I told them I’m like Iron Man now..

But call me Iron Mom

I took my Chinese herbs and my evening pills and then went gingerly into a detox bath.

My day was done.

Thank you everyone who texted and sent messages. Even my Tomcat Joe sent me a message at 8 am. We miss him, and I joked how I almost used the hot sauce we bought him.

Today I’ll be in contact with Donnie’s people about the new chemo plan. De Snuffleuffugus emailed me last night his concerns about the toxicity of Carbo and to let him know immediately if neuropathy sets in, and he will change the formula.

I love him. I even wrote to him I love him.

I’m feeling more confident that my team is strong with Dr Stopeck, Dr Snuffleuffugus and Donnie.

I’ve been up in some pain from the port, and will probably hop in the detox bath in a minute, and begin the pill regime. I’m in week two, so only about 53 pills in a day for the next two week.

Easy peasy.

May today bring more cancer breaking away, more healing everywhere, and peace.

In Jesus’s name, amen.

Xoxo

Keri

Champions

It’s been a few days, as we went to pick up my kids from Camp Kesem, and I spent the next few days just holding them, and doing my best to show them I am doing well.

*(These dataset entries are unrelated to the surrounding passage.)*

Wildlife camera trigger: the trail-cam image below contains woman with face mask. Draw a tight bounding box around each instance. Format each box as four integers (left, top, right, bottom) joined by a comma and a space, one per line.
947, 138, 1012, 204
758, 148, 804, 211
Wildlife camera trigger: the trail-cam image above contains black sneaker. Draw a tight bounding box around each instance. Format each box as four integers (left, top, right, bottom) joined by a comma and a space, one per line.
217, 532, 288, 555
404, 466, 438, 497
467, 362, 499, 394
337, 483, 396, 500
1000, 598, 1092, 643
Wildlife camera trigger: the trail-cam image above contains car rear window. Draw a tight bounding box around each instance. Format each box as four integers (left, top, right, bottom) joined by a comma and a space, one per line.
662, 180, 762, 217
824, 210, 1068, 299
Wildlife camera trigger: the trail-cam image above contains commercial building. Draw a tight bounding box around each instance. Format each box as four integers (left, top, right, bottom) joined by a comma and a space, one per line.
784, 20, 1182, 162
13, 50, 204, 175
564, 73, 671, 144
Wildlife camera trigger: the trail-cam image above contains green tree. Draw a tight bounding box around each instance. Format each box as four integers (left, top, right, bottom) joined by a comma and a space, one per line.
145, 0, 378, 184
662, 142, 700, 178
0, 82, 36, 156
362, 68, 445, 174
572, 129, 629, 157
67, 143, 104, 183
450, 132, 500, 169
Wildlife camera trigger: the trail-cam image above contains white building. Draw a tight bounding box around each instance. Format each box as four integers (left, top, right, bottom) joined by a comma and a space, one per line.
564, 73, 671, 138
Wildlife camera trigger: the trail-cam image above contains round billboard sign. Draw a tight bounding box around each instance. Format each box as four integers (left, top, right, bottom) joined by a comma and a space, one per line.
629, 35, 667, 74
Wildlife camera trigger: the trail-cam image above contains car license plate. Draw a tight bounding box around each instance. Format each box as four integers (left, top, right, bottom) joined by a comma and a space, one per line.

We celebrated our summer son’s birthday, by going to see Paula and staff at The Giving Room, playing with alpacas, and having cake at the end of game two of the championship series.

Today is chemo day again.

Cycle two day eight.

Round five.

Im up and about to start drinking water life a fish. I’m packing a sweatshirt to keep arms warm and going to run up and down the stairs when I get there so I can get my blood pumping. I’m praying for one good clean painless stick today when they try to find a good vein. I appreciate any and all good prayers.

Yesterday was bittersweet. We hung out with Joe, played spoons, and then he went off to his last game. I prepped for the next few days and made cucumber onion salads, tuna Mac salads, a zucchini blueberry bread and a zucchini chocolate chip bread.

We headed off to the game and it was amazing. The Tomcats stayed in the lead the whole game. They brought Joe in and he started pitching at 5:55.

He did well, and another closer finished the game. When they won everyone was cheering and clapping.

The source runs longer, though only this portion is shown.